Chagas disease afflicts 7 to 8 million people worldwide and congenital Chagas' disease usually leads to changes in the maternal environment, culminating in fetal adaptations. Several articles have described the importance of micronutrients on pregnancy, which is sensitive to infections. In Trypanosoma cruzi endemic regions, the Chagas disease is aggravated by the lack of micronutrients in an average diet, to which pregnant women are more susceptible. The aim of this study was to evaluate distinct T cells phenotypes and intracellular cytokines by flow cytometry in pregnant Wistar rats under zinc therapy during experimental Chagas' disease. Twenty female Wistar rats were infected with 1×105 blood trypomastigotes (Y strain) and 30days after infection the animals were mated and grouped: pregnant infected (PI-n=5), pregnant infected/zinc supplied (PIZ-n=5), pregnant control (PC-n=5), control/zinc supplied (PCZ-n=5). Zinc supplementation: 20mg of zinc/Kg/day (gavage) for 18days followed by euthanasia. The immune parameters showed: decreased percentages of CD62LlowCD44high surface marker for infected and treated group (PIZ) when compared to PI (p<0.05). Concerning to T regulatory cells (Treg cells), a significantly lower percentage of splenic Treg cells was found in the infected and treated group (PIZ) as compared to the PI group (p<0.05). The expression of the co-stimulatory molecule CD28+ displayed a significant reduced percentage in TCD8+ for infected and zinc treated group (PIZ) as compared to (PI). The percentages of CD4+/CD11a+ T cells subsets were lower on PIZ as compared to PI. Concerning to CD45RA+ (B lymphocytes) analysis, infected pregnant and treated group (PIZ) showed a significant decrease in CD45RA percentage when compared to (PI) (p<0.05). The intracellular cytokine profiles for TCD4+ and TCD8+ producing IL-4 and IFN-γ revealed that zinc treated and untreated infected pregnant group (PI and PIZ) displayed increased cytokines concentrations as compared to zinc treated and untreated pregnant controls (PC and PCZ). Our data revealed the involvement of zinc as a signaling molecule in the modulation of the inflammatory process and immune response which occurs during pregnancy of T. cruzi infected rats. Zinc acted in a dual fashion, modulating the host's immune response in a way to protect the organism against the deleterious effects of the infection and an overwhelming pro-inflammatory response during pregnancy.

Does L-arginine availability during the early pregnancy alters the immune response of Trypanosoma cruzi infected and pregnant Wistar rats?

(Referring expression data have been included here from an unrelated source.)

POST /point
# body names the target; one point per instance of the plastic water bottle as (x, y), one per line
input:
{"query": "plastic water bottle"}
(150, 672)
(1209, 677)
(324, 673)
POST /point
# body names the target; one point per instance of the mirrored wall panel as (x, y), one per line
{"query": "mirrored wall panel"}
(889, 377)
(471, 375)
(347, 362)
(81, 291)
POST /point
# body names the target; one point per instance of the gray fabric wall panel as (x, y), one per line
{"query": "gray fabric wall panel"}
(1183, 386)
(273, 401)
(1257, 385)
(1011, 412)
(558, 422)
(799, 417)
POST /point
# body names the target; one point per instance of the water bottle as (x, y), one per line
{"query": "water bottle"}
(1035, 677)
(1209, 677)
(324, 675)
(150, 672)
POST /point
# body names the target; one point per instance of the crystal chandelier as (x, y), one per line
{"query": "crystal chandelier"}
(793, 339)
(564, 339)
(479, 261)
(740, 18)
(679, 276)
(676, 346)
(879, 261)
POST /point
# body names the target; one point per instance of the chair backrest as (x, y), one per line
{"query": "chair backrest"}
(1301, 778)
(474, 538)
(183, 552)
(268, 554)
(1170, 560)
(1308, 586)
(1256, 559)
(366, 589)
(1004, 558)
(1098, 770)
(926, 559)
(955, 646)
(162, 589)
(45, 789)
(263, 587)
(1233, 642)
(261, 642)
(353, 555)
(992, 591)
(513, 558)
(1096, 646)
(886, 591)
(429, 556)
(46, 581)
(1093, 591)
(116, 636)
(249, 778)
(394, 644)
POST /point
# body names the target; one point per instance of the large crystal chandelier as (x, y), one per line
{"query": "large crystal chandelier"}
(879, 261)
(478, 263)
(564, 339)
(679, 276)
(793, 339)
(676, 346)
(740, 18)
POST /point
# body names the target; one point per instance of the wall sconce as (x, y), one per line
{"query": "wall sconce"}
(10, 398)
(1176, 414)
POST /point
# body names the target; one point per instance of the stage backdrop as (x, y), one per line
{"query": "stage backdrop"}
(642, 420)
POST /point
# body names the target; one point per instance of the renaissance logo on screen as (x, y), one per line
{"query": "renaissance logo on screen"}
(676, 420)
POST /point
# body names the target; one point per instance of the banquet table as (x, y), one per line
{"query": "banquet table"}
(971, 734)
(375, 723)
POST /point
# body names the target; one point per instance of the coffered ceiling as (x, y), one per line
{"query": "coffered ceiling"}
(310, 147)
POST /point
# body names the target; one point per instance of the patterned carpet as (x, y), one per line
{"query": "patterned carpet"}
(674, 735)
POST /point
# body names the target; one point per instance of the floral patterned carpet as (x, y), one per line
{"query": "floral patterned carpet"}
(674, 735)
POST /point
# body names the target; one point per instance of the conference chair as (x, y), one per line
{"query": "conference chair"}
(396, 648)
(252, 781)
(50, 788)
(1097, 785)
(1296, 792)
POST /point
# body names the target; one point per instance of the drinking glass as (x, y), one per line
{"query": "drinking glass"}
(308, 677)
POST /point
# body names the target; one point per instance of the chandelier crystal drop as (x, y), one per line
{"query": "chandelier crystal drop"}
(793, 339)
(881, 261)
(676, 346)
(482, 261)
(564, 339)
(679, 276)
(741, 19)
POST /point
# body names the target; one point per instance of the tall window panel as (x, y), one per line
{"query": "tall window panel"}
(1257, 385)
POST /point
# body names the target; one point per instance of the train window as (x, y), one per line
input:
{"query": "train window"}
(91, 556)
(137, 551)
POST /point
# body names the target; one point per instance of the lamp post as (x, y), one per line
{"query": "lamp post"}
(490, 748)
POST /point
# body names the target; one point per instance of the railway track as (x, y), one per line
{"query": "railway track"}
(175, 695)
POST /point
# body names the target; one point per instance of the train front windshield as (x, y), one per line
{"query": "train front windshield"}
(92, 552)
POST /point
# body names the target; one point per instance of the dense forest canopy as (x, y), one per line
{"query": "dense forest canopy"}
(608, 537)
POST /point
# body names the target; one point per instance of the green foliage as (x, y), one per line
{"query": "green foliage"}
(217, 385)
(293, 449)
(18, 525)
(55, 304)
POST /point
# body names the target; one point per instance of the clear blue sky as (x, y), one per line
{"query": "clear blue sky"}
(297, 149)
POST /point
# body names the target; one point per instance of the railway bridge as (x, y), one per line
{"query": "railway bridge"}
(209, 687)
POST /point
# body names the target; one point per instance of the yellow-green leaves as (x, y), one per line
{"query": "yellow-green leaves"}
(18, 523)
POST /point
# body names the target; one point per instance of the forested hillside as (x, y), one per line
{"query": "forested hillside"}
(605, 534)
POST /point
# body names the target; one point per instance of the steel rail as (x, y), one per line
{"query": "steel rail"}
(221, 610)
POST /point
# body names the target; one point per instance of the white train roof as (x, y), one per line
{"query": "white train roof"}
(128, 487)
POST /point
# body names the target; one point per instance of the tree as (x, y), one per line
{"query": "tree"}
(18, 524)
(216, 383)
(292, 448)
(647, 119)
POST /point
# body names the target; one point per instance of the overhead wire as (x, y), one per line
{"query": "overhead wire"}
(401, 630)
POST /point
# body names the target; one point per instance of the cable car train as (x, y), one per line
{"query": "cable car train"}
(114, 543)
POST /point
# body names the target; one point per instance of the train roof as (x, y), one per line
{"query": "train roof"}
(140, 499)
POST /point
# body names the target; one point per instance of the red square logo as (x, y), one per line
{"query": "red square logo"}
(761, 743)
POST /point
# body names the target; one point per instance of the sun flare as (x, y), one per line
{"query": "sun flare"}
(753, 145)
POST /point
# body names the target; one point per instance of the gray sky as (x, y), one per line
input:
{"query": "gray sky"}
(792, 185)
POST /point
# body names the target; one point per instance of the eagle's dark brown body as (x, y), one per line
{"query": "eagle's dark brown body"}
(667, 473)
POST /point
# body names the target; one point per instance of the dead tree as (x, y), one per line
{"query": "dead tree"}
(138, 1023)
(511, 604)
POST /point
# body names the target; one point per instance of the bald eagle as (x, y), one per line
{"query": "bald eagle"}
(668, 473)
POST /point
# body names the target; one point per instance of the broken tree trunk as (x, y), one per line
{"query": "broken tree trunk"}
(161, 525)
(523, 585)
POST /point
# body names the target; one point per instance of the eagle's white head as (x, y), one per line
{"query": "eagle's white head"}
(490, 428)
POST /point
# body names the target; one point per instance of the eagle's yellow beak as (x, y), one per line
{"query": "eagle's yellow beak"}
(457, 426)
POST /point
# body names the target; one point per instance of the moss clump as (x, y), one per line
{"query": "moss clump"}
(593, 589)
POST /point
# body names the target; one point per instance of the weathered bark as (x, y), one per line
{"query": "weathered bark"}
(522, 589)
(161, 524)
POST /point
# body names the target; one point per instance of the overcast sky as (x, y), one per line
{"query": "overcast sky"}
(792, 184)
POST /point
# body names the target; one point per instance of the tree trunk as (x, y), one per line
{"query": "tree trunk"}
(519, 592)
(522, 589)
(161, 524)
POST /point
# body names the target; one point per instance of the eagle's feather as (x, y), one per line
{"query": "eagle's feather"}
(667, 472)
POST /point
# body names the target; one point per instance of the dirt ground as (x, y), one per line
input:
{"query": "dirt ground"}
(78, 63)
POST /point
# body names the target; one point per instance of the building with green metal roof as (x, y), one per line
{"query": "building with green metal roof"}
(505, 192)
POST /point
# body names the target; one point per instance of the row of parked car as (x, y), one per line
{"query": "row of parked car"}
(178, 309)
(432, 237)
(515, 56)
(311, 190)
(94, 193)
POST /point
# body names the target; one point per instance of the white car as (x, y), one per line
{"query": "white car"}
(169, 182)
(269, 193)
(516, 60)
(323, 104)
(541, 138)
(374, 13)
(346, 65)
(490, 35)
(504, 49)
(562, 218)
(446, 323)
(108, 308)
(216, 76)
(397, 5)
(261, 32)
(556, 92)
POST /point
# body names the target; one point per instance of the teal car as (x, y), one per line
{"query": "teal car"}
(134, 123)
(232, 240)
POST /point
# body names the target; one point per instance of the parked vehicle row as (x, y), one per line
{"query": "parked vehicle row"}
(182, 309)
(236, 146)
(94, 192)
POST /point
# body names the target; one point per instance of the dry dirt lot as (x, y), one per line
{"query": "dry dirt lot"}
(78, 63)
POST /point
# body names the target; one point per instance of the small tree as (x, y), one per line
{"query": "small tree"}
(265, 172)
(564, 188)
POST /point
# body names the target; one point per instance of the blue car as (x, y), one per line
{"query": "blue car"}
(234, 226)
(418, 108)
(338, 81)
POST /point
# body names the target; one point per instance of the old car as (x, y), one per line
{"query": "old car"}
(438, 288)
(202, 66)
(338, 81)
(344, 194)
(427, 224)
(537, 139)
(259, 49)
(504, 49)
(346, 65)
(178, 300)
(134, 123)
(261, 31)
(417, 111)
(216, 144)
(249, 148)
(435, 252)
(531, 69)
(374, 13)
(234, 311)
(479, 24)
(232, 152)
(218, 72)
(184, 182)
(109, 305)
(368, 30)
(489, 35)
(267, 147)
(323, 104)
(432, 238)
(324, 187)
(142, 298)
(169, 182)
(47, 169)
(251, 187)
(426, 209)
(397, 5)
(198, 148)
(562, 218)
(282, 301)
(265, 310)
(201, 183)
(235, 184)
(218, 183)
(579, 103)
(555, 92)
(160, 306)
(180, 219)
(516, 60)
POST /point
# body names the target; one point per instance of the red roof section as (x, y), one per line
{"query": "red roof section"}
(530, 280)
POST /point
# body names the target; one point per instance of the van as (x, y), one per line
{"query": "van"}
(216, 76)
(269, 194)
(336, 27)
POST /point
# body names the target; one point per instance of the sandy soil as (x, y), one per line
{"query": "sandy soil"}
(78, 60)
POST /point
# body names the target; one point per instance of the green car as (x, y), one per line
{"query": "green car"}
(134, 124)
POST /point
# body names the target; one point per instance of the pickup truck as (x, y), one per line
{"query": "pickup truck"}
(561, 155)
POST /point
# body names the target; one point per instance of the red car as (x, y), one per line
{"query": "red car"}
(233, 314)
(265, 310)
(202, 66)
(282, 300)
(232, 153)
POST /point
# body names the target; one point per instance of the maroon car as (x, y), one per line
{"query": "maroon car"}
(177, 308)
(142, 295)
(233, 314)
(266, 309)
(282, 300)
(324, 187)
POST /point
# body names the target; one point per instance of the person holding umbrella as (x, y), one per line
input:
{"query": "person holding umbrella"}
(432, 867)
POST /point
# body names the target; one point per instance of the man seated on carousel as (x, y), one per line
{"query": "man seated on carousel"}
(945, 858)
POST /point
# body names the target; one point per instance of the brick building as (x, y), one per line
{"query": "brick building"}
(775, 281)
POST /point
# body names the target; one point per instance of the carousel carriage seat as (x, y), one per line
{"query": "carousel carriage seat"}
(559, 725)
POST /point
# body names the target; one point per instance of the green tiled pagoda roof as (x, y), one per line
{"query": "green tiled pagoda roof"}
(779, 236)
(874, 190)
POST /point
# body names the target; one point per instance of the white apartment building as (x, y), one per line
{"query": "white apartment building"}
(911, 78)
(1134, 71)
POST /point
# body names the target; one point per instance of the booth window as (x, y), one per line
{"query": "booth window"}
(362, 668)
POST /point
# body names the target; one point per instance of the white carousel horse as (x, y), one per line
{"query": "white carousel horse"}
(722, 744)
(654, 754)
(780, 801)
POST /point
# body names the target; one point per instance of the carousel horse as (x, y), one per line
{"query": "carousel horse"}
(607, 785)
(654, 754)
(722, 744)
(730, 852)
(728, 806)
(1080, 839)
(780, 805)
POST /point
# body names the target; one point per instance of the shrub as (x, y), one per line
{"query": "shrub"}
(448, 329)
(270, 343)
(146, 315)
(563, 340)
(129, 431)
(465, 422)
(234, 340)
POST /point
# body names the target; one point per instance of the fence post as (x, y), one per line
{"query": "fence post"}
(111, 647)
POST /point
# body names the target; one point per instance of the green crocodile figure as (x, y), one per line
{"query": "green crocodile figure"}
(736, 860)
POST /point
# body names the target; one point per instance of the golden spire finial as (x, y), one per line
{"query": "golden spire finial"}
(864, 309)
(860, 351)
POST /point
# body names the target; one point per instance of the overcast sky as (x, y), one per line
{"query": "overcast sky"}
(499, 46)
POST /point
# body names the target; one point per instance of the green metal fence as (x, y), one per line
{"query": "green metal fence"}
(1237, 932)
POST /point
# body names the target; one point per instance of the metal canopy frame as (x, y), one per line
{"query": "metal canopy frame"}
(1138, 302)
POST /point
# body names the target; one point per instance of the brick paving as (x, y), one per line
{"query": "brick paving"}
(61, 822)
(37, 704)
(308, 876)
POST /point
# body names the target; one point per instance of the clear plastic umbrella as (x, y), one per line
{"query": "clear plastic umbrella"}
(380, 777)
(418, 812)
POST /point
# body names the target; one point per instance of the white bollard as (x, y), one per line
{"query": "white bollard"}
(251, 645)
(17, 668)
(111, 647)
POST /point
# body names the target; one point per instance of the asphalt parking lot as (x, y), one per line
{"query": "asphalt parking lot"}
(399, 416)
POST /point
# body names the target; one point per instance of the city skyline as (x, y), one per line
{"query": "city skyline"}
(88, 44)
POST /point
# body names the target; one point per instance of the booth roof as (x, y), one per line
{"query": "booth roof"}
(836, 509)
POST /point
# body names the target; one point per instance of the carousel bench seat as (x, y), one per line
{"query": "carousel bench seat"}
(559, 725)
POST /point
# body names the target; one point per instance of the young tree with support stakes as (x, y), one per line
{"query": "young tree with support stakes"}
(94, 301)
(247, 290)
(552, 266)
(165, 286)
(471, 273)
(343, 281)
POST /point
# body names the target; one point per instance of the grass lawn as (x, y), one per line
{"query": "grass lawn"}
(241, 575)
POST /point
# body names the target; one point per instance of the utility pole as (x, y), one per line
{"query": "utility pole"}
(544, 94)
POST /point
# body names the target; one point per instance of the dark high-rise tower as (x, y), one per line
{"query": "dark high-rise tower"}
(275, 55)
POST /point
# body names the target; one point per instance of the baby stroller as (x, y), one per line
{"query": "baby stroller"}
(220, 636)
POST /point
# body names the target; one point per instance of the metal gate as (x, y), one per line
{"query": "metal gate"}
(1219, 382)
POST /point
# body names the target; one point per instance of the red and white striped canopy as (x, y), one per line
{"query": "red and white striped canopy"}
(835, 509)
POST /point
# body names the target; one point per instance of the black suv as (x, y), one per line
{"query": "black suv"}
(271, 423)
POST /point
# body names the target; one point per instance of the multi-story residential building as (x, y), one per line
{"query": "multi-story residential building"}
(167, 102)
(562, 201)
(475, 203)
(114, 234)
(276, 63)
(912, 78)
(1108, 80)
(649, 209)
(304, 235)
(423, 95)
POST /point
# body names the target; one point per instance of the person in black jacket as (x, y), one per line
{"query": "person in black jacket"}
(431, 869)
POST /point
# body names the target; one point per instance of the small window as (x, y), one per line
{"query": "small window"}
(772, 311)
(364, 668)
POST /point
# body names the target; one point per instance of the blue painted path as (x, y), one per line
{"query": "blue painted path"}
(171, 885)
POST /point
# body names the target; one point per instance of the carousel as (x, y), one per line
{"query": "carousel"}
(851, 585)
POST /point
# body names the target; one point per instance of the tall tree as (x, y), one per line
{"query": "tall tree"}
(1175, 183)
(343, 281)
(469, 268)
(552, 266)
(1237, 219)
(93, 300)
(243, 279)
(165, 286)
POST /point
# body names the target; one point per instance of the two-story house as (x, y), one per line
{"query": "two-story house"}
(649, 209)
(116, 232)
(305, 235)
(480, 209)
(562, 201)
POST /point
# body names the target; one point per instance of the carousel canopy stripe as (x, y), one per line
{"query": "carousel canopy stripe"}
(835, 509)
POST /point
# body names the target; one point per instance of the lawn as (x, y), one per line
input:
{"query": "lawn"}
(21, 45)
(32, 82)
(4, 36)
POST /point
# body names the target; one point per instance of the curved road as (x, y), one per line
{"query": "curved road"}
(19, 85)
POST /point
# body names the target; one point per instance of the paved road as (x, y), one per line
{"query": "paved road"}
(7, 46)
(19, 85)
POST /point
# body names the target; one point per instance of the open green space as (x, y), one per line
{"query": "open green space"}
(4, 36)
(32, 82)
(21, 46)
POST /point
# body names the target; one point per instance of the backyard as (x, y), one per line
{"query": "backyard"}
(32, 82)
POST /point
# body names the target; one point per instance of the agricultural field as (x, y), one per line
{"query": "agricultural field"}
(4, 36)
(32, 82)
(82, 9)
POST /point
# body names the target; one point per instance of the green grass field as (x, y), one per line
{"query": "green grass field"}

Chagas disease induces a strong immune response and L-arginine is an essential amino acid which plays an important role in homeostasis of the immune system. The aims of this study were to evaluate parasitemia, corticosterone levels, production of nitric oxide (NO), fetal morphological measurements, and histology of heart and placenta. Twenty pregnant Wistar rats (180-220 g) were grouped in: pregnant control (PC), pregnant control and L-arginine supplied (PCA), pregnant infected (PI), pregnant infected and L-arginine supplied (PIA). Females were infected with 1×10(5) trypomastigotes of the Y strain (3rd day of pregnancy). Animals were supplied with 21 mg of L-arginine/kg/day during 14 days. PIA showed significant decreased levels of corticosterone and parasitemia. For control groups, any alteration in NO production was found with L-arginine supplementation; for PIA, enhanced nitrite concentrations were observed as compared to PI. Weights and lengths of fetuses were higher in L-arginine treated and infected pregnant rats as compared to untreated ones. Placental weight from the PIA group was significantly increased when compared to PI. In L-arginine treated animals, cardiac tissue showed reduced amastigote burdens. PIA and PI displayed similar placental parasitism. Based on these results, L-arginine supplementation may be potentially useful for the protection against Trypanosoma cruzi during pregnancy.